Since then, Chan has been named curator for the 4th Marrakech Biennale in 2012. He also contributes to Berlin’s culturally charged magazine 032c, which lets him delve into his other passion — fashion. “I got interested in clothes in high school. There was this bizarre Masaki Matsushima jacket — I really wanted it, and my parents said, ‘Get a job.’ So I did,” he recalls. “I spent all my summer job money on it. It was the beginning of the end.”
GO-TO SHOP: Darklands, Version 3.0. Owner Campbell McDougall won a loyal following at the now legendary Komakino store in his native Vancouver before he moved to Berlin three years ago. Like Komakino, which has had eight incarnations, Darklands is nomadic. The Heidestrasse store is Version 3.0, but the raw aesthetic remains constant, comple- menting an assortment of predominantly black attire and accessories by the likes of Carol Christian Poell, Rick Owens and Ann Demeulemeester. Chan’s favorites among the pieces he found at Darkland include a pair of edgy A1923 (Augusta) shoes.

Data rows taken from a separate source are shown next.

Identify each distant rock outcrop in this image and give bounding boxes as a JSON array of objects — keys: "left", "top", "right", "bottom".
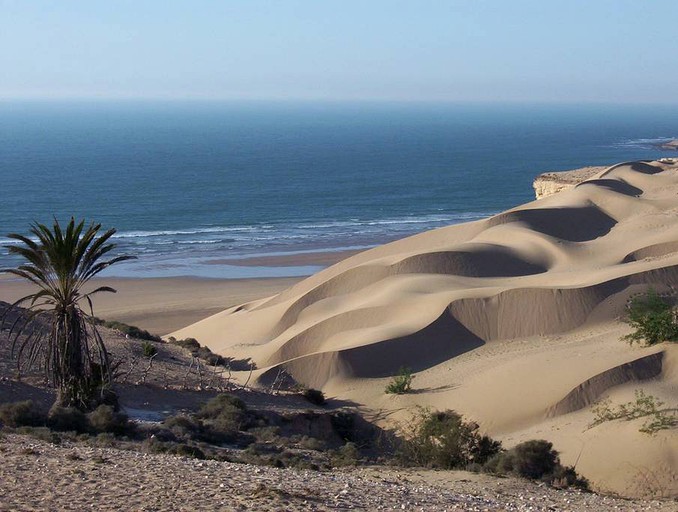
[
  {"left": 656, "top": 139, "right": 678, "bottom": 150},
  {"left": 533, "top": 165, "right": 608, "bottom": 199}
]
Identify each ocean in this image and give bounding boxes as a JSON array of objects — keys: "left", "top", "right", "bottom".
[{"left": 1, "top": 101, "right": 677, "bottom": 278}]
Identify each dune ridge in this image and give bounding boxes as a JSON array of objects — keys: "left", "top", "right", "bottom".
[
  {"left": 173, "top": 159, "right": 678, "bottom": 497},
  {"left": 173, "top": 159, "right": 678, "bottom": 381}
]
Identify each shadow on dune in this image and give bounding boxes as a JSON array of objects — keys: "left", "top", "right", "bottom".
[
  {"left": 575, "top": 179, "right": 643, "bottom": 197},
  {"left": 260, "top": 264, "right": 678, "bottom": 389},
  {"left": 623, "top": 241, "right": 678, "bottom": 263},
  {"left": 487, "top": 206, "right": 617, "bottom": 242},
  {"left": 546, "top": 351, "right": 665, "bottom": 417},
  {"left": 334, "top": 308, "right": 485, "bottom": 378},
  {"left": 598, "top": 160, "right": 661, "bottom": 179},
  {"left": 392, "top": 245, "right": 548, "bottom": 277},
  {"left": 260, "top": 309, "right": 486, "bottom": 388},
  {"left": 409, "top": 383, "right": 460, "bottom": 395},
  {"left": 630, "top": 161, "right": 663, "bottom": 174}
]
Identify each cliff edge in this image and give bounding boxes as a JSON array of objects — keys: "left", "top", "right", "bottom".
[{"left": 533, "top": 158, "right": 677, "bottom": 199}]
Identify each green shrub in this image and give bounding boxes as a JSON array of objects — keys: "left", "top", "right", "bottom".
[
  {"left": 489, "top": 439, "right": 557, "bottom": 479},
  {"left": 297, "top": 435, "right": 326, "bottom": 451},
  {"left": 143, "top": 438, "right": 205, "bottom": 459},
  {"left": 197, "top": 394, "right": 248, "bottom": 441},
  {"left": 48, "top": 406, "right": 88, "bottom": 433},
  {"left": 142, "top": 341, "right": 158, "bottom": 358},
  {"left": 550, "top": 465, "right": 590, "bottom": 490},
  {"left": 87, "top": 405, "right": 130, "bottom": 435},
  {"left": 168, "top": 337, "right": 252, "bottom": 369},
  {"left": 163, "top": 414, "right": 203, "bottom": 441},
  {"left": 0, "top": 400, "right": 47, "bottom": 428},
  {"left": 196, "top": 346, "right": 225, "bottom": 366},
  {"left": 92, "top": 318, "right": 162, "bottom": 342},
  {"left": 171, "top": 443, "right": 206, "bottom": 459},
  {"left": 16, "top": 426, "right": 61, "bottom": 444},
  {"left": 399, "top": 409, "right": 501, "bottom": 468},
  {"left": 590, "top": 389, "right": 677, "bottom": 434},
  {"left": 303, "top": 388, "right": 326, "bottom": 406},
  {"left": 622, "top": 289, "right": 678, "bottom": 346},
  {"left": 170, "top": 337, "right": 201, "bottom": 351},
  {"left": 331, "top": 442, "right": 361, "bottom": 467},
  {"left": 485, "top": 439, "right": 588, "bottom": 490},
  {"left": 385, "top": 367, "right": 414, "bottom": 394},
  {"left": 197, "top": 394, "right": 246, "bottom": 419}
]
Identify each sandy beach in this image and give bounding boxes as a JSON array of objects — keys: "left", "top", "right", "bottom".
[
  {"left": 0, "top": 249, "right": 362, "bottom": 335},
  {"left": 0, "top": 274, "right": 299, "bottom": 335}
]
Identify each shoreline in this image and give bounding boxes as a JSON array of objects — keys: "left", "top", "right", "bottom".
[
  {"left": 0, "top": 246, "right": 361, "bottom": 334},
  {"left": 0, "top": 275, "right": 302, "bottom": 335}
]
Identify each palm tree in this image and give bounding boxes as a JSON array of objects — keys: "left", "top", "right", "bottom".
[{"left": 2, "top": 218, "right": 134, "bottom": 410}]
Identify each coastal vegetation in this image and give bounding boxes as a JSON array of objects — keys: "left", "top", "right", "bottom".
[
  {"left": 167, "top": 335, "right": 255, "bottom": 370},
  {"left": 622, "top": 289, "right": 678, "bottom": 346},
  {"left": 589, "top": 390, "right": 678, "bottom": 435},
  {"left": 92, "top": 317, "right": 161, "bottom": 342},
  {"left": 1, "top": 218, "right": 134, "bottom": 411},
  {"left": 396, "top": 409, "right": 588, "bottom": 489},
  {"left": 0, "top": 392, "right": 588, "bottom": 490}
]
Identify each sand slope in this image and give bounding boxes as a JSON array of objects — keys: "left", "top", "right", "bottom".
[{"left": 173, "top": 160, "right": 678, "bottom": 497}]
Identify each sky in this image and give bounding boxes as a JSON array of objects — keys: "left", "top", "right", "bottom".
[{"left": 1, "top": 0, "right": 677, "bottom": 104}]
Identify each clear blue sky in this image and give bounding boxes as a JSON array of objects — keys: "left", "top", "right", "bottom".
[{"left": 1, "top": 0, "right": 677, "bottom": 103}]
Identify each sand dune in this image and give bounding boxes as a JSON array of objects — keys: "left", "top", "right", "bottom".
[{"left": 172, "top": 159, "right": 678, "bottom": 497}]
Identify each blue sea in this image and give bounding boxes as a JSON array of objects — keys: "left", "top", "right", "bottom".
[{"left": 1, "top": 101, "right": 677, "bottom": 278}]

FAVORITE BOITE: Bar 3. Everything’s black — black stools, black hanging lamps and black window seats round the curved 1920s windows. “It’s a room with a bar. That’s it,” Chan says. “And they don’t make cocktails.”
SECRET LONGING: Another degree. Chan plans to enter a PhD program after the Biennale in Marrakech. “I’ll apply and then see,” he says. “Hopefully I can start next fall.”
WHERE TO RELAX: Again, Bar 3. “At one point I was there four times a week.”